Ready to stock up? Order genuine Lumifil Kiss, Max and Lite through the Faces pharmacy, and get next-day delivery on orders placed before the daily cut-off, so both product are on the shelf before your next patient sits down.

FAQs

What actually decides whether to use Kiss or Max?

Tissue depth and movement, read through gel firmness. Max is the high-G′ product for deep structural lift over bone. Kiss is the softer, more flexible gel for lips, superficial work and the lighter end of the overlap zone. The HA concentration is similar in both, so firmness, not concentration, is the deciding factor.
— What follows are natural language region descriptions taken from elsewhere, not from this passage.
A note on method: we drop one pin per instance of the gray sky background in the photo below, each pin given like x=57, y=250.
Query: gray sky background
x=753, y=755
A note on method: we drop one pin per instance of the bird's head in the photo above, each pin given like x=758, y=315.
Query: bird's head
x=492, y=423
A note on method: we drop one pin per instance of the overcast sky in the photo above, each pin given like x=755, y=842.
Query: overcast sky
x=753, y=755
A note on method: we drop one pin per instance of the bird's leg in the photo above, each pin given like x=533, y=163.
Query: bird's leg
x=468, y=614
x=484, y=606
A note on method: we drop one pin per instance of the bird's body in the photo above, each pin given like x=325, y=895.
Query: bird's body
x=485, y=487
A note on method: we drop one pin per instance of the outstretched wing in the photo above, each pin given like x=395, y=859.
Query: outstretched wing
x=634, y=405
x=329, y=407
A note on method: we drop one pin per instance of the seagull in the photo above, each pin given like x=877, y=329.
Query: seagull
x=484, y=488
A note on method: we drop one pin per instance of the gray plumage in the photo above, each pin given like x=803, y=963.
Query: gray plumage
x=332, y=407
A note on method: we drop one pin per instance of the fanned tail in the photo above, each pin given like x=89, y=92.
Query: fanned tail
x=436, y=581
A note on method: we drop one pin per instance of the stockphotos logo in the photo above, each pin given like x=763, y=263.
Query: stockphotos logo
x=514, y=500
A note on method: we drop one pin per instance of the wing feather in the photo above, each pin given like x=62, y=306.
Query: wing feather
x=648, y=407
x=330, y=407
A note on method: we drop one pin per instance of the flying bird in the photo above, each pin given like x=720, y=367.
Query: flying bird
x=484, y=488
Is Lumifil Kiss only for lips?

No. Lips are its strongest use, but its moderate firmness and cohesivity also suit nasolabial folds, marionette lines, chin refinement and softer cheek contouring. Treat it as the versatile mid-range gel of the line rather than a single-area product.

Can both be used in the same patient?

Yes, and full-face plans frequently do. Max goes deep for structural support, Kiss layers more superficially for contour and refinement. Because they were designed for different planes, layering produces a cleaner result than forcing one gel to do everything.

How long do the results last?

Both fall broadly in a nine to fifteen month window. Lips treated with Kiss tend toward the shorter end because the tissue is mobile, while deep Max placement in cheeks, chin or jawline tends to last longer. Metabolism, area and technique all shift the figure.

Which is right for cheeks and jawline?

Max in nearly all cases. Those areas need projection from a deep plane, where a firm gel lifts efficiently from a smaller volume. Kiss can soften a superficial cheek contour but is the wrong tool for genuine structural lift.